In other business, State Board members reviewed a plan for how KSDE would provide technical assistance to Title I schools. Currently, the state must provide technical assistance to Title I schools that are identified as on improvement under the NCLB legislation. If the state’s NCLB waiver request is granted, the agency will still need to provide technical assistance to Title I schools identified as priority or focus schools.
Technical assistance for such schools is currently provided by the Kansas Learning Network (KLN) through a contract with an outside entity - Cross & Joftus. For the next school year, KSDE is recommending that a large portion of the work being done by Cross & Joftus shift to educational service centers and KSDE. Cross & Joftus would remain as a consultant to the program, but would have a more limited role in the technical assistance process.

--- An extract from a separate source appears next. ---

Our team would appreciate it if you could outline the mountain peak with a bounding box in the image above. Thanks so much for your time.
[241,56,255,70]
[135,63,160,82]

The team from Baldwin High School that was named the national champions in the Real World Design Challenge (RWDC) for aviation in April was recognized by the State Board in June. This is the second time in three years the team from Baldwin High School has won the RWDC national championship. The students were able to share with Board members their solution to the design challenge presented in the competition, as well as their thoughts on how the process has helped them grow personally and academically. The students and their coach were presented with certificates of recognition from the State Board.
Also in June, the State Board made appointments to the Special Education Advisory Council, the Licensure Review Board and the Professional Practices Commission. Nominees Deborah Howser from the Silver Lake School District and Diane Plunkett from Fort Hays State University were appointed to the Special Education Advisory Council. Mike Martin, a parent in Frontenac and Shawn Mackay from the Shawnee Mission School District were reappointed to the council.
Jan Wilson from the division of education at Friends University, was appointed to the Licensure Review Committee, and Sherry Turnbull, library media specialist at Lakeside Elementary School in the Pittsburg School District, was appointed to the Professional Practices Commission.
The next State Board of Education meeting is scheduled for July 10 and 11 in Topeka.